Coordenando mais de 20 grupos femininos pelo país, líder do Encanto do Pina também viaja o mundo divulgando seus conhecimentos e formando novos batuqueiros

Publicado em: 24/08/2018 10:14 | Atualizado em: 24/05/2020 19:19

Mestra Joana enfrentou inúmeros obstáculos até se consolidar como uma referência da força feminina na cultura popular (Foto: Gabriel Melo/Esp. DP)
Mestra Joana enfrentou inúmeros obstáculos até se consolidar como uma referência da força feminina na cultura popular (Foto: Gabriel Melo/Esp. DP)


Há dez anos, a Comunidade do Bode, localizada na periferia do Pina, Zona Sul do Recife, foi palco de um fenômeno inédito para a cultura popular pernambucana. Estabelecendo o que acreditavam ser comunicação direta com os orixás através dos búzios, matriarcas do Candomblé descobriram que Joana D’arc da Silva Cavalcante deveria ser a próxima mestre da Nação do Maracatu Encanto do Pina, cuja sede fica na Rua Oswaldo Machado. A primeira mulher da história a ocupar o posto numa nação de baque virado, manifestação afrodescendente de destaque no estado. Para as matriarcas, era como um sinal divino de que os tempos estavam mudando.

Protagonista dessa transformação, Mestra Joana enfrentou inúmeros obstáculos até se consolidar como uma referência da força feminina na cultura popular. "No início, foi bem doloroso e desafiador. Muitos homens não me aceitaram, tive a rejeição de muitas pessoas. Vários batuqueiros deixaram a Nação porque não queriam ser regidos por uma mulher. Praticamente reiniciei o Encanto do Pina do zero. Hoje, já posso dizer que é uma missão que está dando certo", diz a pernambucana de 39 anos, atualmente grávida de sete meses. 

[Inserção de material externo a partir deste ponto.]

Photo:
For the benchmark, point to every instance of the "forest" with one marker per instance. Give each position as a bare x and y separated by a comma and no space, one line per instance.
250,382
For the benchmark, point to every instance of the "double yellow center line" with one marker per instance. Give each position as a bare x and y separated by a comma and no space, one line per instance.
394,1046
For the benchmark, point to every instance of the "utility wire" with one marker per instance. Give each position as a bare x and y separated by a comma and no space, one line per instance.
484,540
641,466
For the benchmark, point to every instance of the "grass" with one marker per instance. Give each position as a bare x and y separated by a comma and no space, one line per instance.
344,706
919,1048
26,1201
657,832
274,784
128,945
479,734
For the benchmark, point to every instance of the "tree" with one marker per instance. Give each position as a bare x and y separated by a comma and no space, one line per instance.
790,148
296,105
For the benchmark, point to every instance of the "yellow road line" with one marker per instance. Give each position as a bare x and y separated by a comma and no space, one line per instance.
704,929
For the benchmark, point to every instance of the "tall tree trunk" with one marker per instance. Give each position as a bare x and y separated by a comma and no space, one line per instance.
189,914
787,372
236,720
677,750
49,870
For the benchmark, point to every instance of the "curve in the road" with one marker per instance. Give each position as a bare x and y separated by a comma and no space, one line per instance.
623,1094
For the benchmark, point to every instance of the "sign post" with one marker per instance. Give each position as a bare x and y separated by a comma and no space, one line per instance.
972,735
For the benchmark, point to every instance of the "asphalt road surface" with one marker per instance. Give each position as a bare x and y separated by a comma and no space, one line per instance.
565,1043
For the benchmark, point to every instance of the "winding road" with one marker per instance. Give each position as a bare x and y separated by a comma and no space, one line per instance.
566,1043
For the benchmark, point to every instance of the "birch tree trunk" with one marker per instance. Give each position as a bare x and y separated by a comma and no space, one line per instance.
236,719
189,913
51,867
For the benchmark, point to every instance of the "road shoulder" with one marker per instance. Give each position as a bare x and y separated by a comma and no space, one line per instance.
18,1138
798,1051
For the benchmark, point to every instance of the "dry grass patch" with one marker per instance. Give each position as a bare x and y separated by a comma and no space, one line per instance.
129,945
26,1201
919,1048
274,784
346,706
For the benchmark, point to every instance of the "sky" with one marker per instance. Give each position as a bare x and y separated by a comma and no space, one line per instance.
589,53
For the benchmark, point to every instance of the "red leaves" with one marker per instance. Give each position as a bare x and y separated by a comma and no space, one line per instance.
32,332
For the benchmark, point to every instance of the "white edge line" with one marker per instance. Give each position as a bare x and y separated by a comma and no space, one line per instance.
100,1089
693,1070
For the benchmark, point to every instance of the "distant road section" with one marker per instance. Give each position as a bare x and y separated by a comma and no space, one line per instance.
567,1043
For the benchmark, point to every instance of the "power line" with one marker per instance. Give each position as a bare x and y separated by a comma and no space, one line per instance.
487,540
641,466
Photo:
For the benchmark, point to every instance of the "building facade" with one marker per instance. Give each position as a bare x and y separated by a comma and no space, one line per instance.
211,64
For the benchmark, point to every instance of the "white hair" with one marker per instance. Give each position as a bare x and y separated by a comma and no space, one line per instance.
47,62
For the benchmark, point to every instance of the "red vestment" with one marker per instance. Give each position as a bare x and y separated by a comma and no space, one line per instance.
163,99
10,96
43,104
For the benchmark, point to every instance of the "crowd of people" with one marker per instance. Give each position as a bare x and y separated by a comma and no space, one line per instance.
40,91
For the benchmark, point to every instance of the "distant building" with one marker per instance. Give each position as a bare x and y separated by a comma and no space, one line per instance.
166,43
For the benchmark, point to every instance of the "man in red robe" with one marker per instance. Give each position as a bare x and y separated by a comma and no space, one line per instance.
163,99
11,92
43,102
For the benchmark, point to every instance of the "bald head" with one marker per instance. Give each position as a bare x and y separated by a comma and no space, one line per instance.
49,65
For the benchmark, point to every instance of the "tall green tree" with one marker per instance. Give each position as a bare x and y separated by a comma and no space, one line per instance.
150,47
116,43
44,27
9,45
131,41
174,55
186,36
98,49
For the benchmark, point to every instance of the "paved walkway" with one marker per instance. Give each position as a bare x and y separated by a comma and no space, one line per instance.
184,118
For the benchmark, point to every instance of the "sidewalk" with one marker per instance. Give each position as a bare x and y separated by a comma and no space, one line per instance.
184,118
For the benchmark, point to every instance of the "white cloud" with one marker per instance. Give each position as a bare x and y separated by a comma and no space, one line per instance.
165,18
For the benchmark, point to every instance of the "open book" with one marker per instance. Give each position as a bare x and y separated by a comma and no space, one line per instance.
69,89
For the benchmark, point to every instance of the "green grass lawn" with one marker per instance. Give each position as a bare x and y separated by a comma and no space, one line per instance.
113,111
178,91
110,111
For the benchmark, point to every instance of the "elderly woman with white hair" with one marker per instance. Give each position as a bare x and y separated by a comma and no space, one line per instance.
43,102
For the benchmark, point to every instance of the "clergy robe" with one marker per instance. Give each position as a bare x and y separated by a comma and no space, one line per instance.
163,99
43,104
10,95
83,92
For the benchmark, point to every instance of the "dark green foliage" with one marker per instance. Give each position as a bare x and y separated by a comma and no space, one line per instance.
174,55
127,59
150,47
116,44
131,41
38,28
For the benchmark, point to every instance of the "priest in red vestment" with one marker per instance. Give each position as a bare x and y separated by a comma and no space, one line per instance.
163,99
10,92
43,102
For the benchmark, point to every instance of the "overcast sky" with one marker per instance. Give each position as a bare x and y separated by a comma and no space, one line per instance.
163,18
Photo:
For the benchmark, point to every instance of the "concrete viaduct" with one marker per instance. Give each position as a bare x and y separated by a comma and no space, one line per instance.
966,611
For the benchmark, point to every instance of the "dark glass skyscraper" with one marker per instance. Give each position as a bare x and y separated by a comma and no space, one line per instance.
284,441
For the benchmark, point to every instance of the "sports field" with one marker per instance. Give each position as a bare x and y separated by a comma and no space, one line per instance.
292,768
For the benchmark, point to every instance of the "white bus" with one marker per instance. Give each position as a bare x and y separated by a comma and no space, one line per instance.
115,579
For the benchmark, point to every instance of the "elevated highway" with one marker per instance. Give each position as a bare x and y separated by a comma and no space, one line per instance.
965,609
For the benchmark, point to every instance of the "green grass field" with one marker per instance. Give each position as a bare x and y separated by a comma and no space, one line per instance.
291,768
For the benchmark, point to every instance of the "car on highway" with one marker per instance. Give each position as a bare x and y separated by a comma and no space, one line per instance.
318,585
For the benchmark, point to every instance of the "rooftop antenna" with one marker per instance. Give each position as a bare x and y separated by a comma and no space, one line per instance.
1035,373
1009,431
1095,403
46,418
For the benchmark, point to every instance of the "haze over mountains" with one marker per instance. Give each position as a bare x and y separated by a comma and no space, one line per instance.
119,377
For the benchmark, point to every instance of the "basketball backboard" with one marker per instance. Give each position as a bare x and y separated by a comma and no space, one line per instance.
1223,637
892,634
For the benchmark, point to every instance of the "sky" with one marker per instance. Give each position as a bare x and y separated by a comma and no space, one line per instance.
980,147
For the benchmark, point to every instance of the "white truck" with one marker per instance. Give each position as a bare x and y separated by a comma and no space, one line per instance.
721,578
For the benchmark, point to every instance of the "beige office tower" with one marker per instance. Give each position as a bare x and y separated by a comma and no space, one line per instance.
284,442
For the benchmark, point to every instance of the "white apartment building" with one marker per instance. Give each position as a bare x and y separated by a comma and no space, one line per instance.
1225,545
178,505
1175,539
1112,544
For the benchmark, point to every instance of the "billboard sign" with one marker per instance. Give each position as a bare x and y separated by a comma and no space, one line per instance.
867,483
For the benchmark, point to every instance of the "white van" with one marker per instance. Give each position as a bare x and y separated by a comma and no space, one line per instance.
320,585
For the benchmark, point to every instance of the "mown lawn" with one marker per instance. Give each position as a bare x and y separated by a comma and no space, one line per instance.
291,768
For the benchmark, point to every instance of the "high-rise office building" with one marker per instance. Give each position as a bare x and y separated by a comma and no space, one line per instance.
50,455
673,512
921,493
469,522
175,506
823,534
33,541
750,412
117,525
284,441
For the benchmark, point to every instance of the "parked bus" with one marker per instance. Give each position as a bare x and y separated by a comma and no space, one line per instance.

A história de Joana om o maracatu começa no dia de seu nascimento. Foi criada no terreiro do Candomblé de Dona Maria da Sônia, sua bisavó - fundadora do Encanto do Pina. Sempre teve referências femininas nesse universo, pois o Pina é repleto de yalorixás - mães de santo que possuem reconhecimento social e força de mobilização. “Mãe Laura, Enédia, Maria da Quixaba, Helena. São todas referências para mim e várias outras dessa nova geração”, comenta. Apesar disso, ela só tomaria conta da importância da representatividade feminina mais tarde.

Sem as vestes do maracatu, apenas de vestido rosa e óculos de grau, ela mantém a presença imponente de uma líder (Foto: Gabriel Melo/Esp. DP)
Sem as vestes do maracatu, apenas de vestido rosa e óculos de grau, ela mantém a presença imponente de uma líder (Foto: Gabriel Melo/Esp. DP)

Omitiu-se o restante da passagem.